Я попытался уговорить доктора передумать, но понимал лишь, что выгляжу жалко, и мои слова теперь для него пустой звук: он уже полностью был настроен на эксперимент, а меня воспринимал лишь как материал, также, как травы и коренья на столе и плавящиеся металлы на спиртовке.
От паники, признаюсь, мне стало не хватать воздуха, стыдно говорить, но в какой-то момент я уже видел черные круги перед глазами и думал, что уже вот-вот хлопнусь в обморок, как вдруг из передней послышался стук в дверь.
Недовольно скривившись, доктор подтянулся и заглянул в крохотное оконце под самым потолком лаборатории. И в ту же секунду Штерн замурлыкал, будто кот, которому досталось целое блюдце сметаны.

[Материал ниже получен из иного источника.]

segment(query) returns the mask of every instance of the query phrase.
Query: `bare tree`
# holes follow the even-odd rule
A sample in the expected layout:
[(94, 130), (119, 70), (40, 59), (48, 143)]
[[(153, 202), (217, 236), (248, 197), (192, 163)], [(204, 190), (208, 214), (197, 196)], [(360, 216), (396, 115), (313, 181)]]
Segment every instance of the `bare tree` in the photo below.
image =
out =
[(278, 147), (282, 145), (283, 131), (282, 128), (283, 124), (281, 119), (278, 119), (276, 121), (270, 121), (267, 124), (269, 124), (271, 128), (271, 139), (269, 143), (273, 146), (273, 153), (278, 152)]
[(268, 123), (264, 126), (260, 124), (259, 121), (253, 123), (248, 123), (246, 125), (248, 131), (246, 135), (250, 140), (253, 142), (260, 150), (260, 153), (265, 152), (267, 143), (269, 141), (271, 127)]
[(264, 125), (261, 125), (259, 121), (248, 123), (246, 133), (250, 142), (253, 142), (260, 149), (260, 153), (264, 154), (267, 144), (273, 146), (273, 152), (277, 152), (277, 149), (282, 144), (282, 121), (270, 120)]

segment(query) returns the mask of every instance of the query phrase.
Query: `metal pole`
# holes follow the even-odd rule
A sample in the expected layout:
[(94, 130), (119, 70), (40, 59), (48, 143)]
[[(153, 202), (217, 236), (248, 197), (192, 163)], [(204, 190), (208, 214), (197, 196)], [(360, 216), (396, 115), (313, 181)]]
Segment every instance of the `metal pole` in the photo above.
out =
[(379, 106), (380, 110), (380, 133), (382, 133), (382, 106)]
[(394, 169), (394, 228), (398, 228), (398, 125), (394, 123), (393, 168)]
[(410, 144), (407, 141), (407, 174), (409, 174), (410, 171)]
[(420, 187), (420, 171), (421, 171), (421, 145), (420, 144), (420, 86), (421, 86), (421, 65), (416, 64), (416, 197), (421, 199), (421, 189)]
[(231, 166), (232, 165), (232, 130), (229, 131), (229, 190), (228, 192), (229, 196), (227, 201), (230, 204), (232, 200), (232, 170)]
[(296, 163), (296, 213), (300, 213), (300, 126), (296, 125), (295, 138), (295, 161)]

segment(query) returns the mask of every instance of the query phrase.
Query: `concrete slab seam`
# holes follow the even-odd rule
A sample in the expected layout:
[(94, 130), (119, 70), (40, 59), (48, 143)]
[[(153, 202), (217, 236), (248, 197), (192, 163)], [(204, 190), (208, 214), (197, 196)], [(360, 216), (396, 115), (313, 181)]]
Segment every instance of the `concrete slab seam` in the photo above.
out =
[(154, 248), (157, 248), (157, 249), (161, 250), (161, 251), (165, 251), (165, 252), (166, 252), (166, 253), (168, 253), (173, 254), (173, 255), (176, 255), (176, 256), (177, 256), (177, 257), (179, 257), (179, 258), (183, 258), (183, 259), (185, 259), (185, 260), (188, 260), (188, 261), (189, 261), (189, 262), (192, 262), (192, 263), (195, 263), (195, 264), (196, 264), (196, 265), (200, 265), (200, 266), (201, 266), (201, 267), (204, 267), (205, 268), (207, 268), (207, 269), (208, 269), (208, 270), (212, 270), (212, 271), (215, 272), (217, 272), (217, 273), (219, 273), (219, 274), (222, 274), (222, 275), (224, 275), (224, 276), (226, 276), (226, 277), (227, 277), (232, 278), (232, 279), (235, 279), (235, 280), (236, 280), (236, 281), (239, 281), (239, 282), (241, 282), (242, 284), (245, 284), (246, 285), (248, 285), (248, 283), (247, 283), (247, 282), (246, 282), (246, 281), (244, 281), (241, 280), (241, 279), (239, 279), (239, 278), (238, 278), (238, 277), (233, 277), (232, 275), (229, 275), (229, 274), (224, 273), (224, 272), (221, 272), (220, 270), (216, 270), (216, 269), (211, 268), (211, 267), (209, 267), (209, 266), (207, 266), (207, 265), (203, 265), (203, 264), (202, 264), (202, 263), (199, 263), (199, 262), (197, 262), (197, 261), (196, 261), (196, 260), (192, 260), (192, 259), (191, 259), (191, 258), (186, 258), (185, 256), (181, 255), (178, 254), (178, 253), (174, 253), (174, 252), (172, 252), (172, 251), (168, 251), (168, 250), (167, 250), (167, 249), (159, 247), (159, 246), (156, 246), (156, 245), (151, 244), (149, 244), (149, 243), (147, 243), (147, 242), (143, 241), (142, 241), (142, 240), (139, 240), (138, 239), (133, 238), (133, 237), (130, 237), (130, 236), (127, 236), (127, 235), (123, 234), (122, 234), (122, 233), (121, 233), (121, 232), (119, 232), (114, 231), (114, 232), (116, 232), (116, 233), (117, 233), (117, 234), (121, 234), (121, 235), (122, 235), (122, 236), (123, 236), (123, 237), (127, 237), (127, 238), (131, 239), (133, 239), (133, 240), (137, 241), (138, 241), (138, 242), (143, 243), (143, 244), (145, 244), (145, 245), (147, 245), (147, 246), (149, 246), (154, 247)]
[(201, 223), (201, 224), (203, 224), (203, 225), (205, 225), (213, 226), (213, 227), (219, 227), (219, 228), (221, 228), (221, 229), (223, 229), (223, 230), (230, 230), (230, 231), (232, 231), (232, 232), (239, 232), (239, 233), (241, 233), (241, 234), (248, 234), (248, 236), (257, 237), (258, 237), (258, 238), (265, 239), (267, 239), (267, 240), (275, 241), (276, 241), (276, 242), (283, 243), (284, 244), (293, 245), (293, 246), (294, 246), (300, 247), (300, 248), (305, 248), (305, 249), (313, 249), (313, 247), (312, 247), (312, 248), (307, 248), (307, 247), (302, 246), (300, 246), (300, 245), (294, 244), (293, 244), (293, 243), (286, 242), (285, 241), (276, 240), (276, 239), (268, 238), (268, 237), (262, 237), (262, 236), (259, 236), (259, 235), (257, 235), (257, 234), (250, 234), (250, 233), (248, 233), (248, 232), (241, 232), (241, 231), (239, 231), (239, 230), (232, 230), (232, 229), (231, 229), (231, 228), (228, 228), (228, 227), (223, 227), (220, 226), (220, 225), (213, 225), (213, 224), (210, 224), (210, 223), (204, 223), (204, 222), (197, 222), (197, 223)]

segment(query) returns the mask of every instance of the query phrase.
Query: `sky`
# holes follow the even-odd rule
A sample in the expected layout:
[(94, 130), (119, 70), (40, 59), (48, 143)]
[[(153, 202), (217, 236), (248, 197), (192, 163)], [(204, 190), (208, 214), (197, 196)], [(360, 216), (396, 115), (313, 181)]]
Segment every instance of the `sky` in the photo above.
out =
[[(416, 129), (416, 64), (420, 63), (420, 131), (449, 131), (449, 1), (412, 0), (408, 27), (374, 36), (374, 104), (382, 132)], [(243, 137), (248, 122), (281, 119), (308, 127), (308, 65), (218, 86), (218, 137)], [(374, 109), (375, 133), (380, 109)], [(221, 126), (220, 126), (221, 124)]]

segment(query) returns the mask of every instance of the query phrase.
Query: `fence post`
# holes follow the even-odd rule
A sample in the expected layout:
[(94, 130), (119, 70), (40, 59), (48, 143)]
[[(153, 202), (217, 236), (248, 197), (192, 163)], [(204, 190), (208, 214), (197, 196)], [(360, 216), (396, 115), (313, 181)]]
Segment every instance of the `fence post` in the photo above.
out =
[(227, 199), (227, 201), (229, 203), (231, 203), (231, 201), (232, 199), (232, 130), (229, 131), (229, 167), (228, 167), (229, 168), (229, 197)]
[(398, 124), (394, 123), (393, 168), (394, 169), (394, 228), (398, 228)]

"Голубки мои, сами явились! Твои подружки, Мишель! Вера, Вероника и малютка Кити!"
Преисполнившись надежды, я воскликнул:
"Так отмените эксперимент, доктор, я вам больше не нужен!"
Но Штерн уже понимал, что добровольного союзника в моем лице не увидит.
"Ну нет, дорогой, — он покачал головой, — сейчас мне твоя помощь нужна как никогда. Помни, я не могу к ним применить никакого насилия, ни грамма принуждения! Твоя находчивость, обаяние, дипломатия. На это я ставлю ставку и должен быть уверен, что ты не подведешь!"
Передав Лавинскому монокль, Штерн отдал последние инструкции:
"Я задержку девчонок наверху, а вы, Лавинский, разберитесь пока с мальчиком. Как смогу, потяну время, но и вы поспешите. Он должен быть готов как можно скорее."
Лавинский вставил в глаз монокль и, лишь теперь, увидев меня впервые, бросил на меня взгляд, преисполненный безразличия, и снова обратился к своим склянкам.
Доктор ушел и вскоре я услышал ваши голоса. Вы были совсем рядом, но у меня не было и тени надежды на спасение!
Между тем, я понял, что Лавинский уже заканчивает приготовления. Он уже был готов начать эксперимент!
И вдруг я почувствовал, как в ладонь мне тычется что-то мягкое и мокрое. Опустив голову вниз, я чуть было не лишился дара речи: в ногах моих сидел котенок рыси! Пятнистый, темно-желтый с кисточками на ушах!
Я охнул, и в эту секунду, обернувшись на звук, на нашего пушистого посетителя воззрился Лавинский. Его глаза расширились, превратившись вдруг в два черных блюдца, казалось, он уже готов был съежиться до размеров букашки, как тут внезапно котенок вырос, превратившись в настоящую взрослую рысь. Она прыгнула в сторону лисака, но даже не коснулась Лавинского, да этого было и не надо, от испуга тот лопнул, как раздавленная моль, и шмыгнул жирным черным тараканом в ближайшую щель.
Я в растерянности оглянулся. Снова став маленьким, рысенок тыкался мордочкой мне в колени. Склонившись к нему, я обнаружил, что в зубах его было зажато тоненькое золотое перо.
Мне оставалось его только подбросить.